Wednesday, March 3, 2010

A cautionary tale

Some people love horses. And that's wrong. And then some people, love horses.

FUCK THAT!

Case in point, THIS piece of shit. Basically, some dude sneaks onto a farm, decides 'I think my ass is experiencing a serious deficiency of lethal horse cock, let's rectify my rectum...remmediately.'

I accept that even people who generally like horses think this sort of practice is awful. I further challenge, however, that everyone who claims to like horses make a group of people who I will dub 'losers.' Of that set of losers, there exists a subset of losers who like horses in a creepy erotic fashion. This set includes (but is not limited to) fursuit-enthusiasts (aka furries), My Little Pony collectors, people with distended anuses from shoving My Little Ponys in there, people who'd like to have a chance to be fucked by a horse, and people who actually HAVE fucked a horse.

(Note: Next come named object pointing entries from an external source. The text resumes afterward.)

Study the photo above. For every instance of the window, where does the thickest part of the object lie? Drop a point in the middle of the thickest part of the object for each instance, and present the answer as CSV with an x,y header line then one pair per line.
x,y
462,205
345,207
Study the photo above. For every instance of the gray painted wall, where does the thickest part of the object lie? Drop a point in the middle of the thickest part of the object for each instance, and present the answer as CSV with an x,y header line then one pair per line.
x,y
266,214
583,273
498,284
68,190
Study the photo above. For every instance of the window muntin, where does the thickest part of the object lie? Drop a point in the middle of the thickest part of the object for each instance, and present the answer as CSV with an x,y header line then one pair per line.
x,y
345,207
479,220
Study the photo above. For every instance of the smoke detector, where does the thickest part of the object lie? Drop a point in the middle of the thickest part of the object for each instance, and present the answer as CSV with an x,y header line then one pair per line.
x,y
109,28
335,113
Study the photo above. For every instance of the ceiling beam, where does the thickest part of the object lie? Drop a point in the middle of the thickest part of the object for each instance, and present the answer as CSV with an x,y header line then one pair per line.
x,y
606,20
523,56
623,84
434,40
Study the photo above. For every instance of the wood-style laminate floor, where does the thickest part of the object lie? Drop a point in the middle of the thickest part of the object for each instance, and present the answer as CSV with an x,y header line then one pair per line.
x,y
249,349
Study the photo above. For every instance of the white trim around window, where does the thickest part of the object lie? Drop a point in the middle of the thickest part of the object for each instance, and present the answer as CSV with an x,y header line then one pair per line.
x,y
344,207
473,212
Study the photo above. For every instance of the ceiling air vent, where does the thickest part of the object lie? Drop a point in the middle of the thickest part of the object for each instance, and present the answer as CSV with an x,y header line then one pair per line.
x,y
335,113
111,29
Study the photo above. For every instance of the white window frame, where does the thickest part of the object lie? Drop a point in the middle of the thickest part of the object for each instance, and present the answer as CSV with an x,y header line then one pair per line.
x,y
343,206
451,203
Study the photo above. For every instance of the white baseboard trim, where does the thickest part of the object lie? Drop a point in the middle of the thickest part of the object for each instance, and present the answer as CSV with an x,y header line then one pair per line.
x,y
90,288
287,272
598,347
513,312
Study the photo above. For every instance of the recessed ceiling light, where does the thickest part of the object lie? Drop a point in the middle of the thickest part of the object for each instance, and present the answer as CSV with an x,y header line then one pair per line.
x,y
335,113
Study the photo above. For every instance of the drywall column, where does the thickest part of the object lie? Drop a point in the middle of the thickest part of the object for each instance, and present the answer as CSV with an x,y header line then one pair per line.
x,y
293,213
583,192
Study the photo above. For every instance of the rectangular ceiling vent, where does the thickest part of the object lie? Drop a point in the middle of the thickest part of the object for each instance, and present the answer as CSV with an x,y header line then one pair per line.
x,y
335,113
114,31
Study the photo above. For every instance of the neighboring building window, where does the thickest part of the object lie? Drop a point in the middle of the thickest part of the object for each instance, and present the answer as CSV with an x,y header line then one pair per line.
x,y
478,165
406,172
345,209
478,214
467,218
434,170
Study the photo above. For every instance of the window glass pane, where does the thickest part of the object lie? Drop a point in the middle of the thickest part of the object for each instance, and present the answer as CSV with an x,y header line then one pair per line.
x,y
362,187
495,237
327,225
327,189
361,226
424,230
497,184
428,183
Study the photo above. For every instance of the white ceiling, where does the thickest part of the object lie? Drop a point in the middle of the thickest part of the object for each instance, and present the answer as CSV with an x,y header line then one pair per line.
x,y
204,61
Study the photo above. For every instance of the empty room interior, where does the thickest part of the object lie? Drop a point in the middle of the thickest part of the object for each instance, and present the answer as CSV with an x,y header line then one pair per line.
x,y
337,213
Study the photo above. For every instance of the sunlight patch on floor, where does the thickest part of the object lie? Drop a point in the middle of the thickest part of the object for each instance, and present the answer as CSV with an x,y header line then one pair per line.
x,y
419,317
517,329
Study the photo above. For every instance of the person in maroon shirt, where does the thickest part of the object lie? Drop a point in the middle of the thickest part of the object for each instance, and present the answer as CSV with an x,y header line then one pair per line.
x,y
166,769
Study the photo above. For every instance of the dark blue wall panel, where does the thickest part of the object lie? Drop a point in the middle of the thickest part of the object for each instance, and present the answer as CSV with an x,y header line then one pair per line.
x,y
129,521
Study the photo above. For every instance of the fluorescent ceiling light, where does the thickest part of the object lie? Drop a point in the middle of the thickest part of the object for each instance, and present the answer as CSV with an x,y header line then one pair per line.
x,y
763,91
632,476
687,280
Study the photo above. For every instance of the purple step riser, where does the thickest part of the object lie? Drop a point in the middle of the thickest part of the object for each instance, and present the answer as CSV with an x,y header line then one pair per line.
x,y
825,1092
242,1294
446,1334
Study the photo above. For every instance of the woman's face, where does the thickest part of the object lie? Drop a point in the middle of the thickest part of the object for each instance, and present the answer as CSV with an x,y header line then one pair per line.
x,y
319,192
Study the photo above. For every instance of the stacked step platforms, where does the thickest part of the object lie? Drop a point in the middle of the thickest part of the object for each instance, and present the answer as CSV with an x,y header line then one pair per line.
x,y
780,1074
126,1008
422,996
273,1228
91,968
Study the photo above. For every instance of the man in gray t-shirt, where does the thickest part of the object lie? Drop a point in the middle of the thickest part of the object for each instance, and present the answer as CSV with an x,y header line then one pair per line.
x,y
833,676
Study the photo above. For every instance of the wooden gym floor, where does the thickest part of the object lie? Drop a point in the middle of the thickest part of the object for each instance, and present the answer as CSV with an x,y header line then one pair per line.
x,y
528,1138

There is no image I'm willing to search for to put here.



WHAT THE FUCK IS WRONG WITH YOU PEOPLE. If you feel the need to ram 16 inches of cock in your ass far enough to induce internal rupturing, that's like saying you'd love to shove a nitro-glycerine dildo up in there. Why not have sex with a time-bomb. My only regret in chewing you fucking perverts out is that lots of horsewhores will agree with me. WELL FUCK YOU ALL.

Friday, January 8, 2010

How to get away with punching a horse

If your name is Lodewijk De Smet then

YOU DID IT!!


As we can read HERE this guy, who has chosen two worthless professions at the same time, gave his horse what it was asking for, and that was a stiff uppercut to the area we like to call 'the puss.'

De Smut, who is both a vet (whaaaaat) and a jockey (WHAAAAAT) raced a bunch of teenagers and lost because his horse is obviously extremely fucking retardings. After throwing a gay little shitfit, he UNLEASHED THE BEAST all over that fucking four-legged loser. Onlookers were horrified for some reason. Also, a little girl cried, which is a great sign that something terrific has fucking GONE DOWN. No word as to whether or not Kool-Aid man was there, but if he was, he'd totally bust through a brick wall and scream something cool.


Yeah, something like that!



Somehow this gets him in trouble (FUCK. THAT.), but a panel of level-headed and sane judges totally claims that, and I quote: "such handling of an animal falls short of what is expected of a vet, the committee does not believe that this could be described as falling far short of what is expected." Translation: BITCH DESERVED IT.

Kudos to you, Chodelick Von Smegma, or whatever, for totally showing horses that even a jury of horse-sympathizers won't stand up for them when someone puts them in their fucking place.